The world is full of dangerous men
They are brutal and calloused, and cold
The world is full of dangerous men, they said
Cover up, don’t go out too late
Head on a swivel, don’t retaliate
Don’t reject them too hard
Don’t love them too soft
The world is full of dangerous men, they said
I was fourteen when he broke my head
He said that I was special; he thought I was cool
He said that I was too smart for my high school
He was twenty seven
Living in his mother’s attic and selling weed to children
Now, I am twenty seven
It is only through this lens that I understand
The world is full of dangerous men
I left home at sixteen and ran all the way to the ocean
A man, almost thirty, rented his spare bedroom to me
There is a lot I won’t say about the July of 2015
But I do remember the carpet burns
I remember the past unwinding
I remember the Sherriff office and the voicemail that he left me
I remember the HIV antibiotics, just in case
I remember the flash of the nurse’s camera as she documented me
All the wounds and ligatures and choke marks
I remember showering in the dark
The world is full of dangerous men
I remember my father telling me
“It was your fault that you left”
“What did you expect”
“The world, it’s full…of dangerous men”
Justine Castereno is the same age as me
A Navy sailor, honorably discharged for the things that happened to her at sea
Vanessa Guillen, an Army soldier who dreamed of the good,
Before she was bludgeoned to death in the dank corners of Ft.
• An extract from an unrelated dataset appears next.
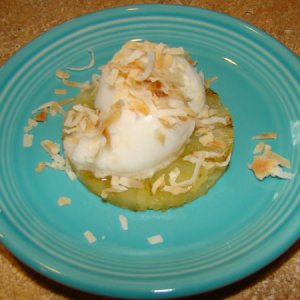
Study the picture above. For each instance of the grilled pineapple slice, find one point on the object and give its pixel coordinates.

Hood
The world is full…of dangerous men
Molly Miller, Tessa Curley, Mona Lisa Two Eagle
Stolen from the purgatory of the reservation lands, still missing
The world is full…of dangerous men
To be a woman
Is to be subjected to naked violence
Kristen Stewart braved a camera in her face to say
“Having a female body is an overtly political act”
We laughed her away because, why would you say that?
It’s so cringy
It’s so dull
Until you are the woman standing in the examination room
Dialing your phone
Praying for the state to help you recover
Praying for intercession, for someone to say
That you don’t have to birth the baby born from rape
“Blood visible from space in Sudan shows evidence of Darfur genocide”
ABC News reports like it is just another day
It is just another day
The blood of children and women, the weight of shame
How many have died?
We really can’t say
150,000, maybe more
Those numbers are ten months old
No journalist has hit the ground since then
It’s hard to say, but what we know,
Is the world is full of dangerous men
There is a knock on my door, it’s Halloween
A little boy stands in front of me
Dressed up as a T-Rex, the brutal relic of killing
Asking for a Snickers bar
Sticky palms outstretched
He is so soft in the moment, I wonder
How long until he becomes someone
That no one will recognize
Someone that no one questions
How long before his spine bends under his first act of violence
The world is full of soft boys who grew into brutal men
Shannan Watts was smothered
The bodies of her children stuffed into oil tankers
Her husband, their father, found someone new
He hated her for what she grew in her womb
He is still living in Waupun, Wisconsin
In a max security prison, the only one who survived
The bodies of his daughters still floating
In crude oil with their brother who never got to begin
The world is full of dangerous men
When I was 20, I called my grandmother crying
I told her my life was falling apart
I had no husband, no family, no plan
She surprised me by saying, “Thank God”
Thank the God that saw her through fifty years of the Presbyterian Church
The God who birthed her four children
The God who stayed on her bedside each night
The God who showed up in the gray space of the meantime
My grandfather outlived her
He is 89 years old, softly decaying
On a waterbed history of drunkenness and cheating
Did he ever love her? Did he know what love means?
And I fight to love him in the confines of his legacy
The family he built, and ripped apart again
The world is full of dangerous men
And the women are left with the stories
My father and I sat at the barstools of Twin Peaks
Half-naked waitresses brought us our drinks
I told him that I knew about the prostitutes
I knew about him cheating
Through eyes, glassy and bloodshot, he whispered
“You don’t know what it’s like to be me”
His second wife, so sick that she couldn’t bend to his conformity
He traded away $3000 a month just to feel something
The women were my age and fighting for security
Fighting for the pay stubs to begin again
The world is full of dangerous men
They are the men that I love
They are the men of my family
The world is full of dangerous men
And every single one of them has fallen to sin
Gianna May Ruland
Gianna Ruland is a Colorado native who currently resides in Nebraska. She is a student at the University of Nebraska where she is earning her Bachelor's of Social Work degree (BSW). She currently works at a retirement home as a Social Services Coordinator in her town. Her lived experience as a survivor of physical abuse and sexual assault inspires her to help others in her community. Her passions include helping other victims of child abuse and sexual assault find healing through community resources.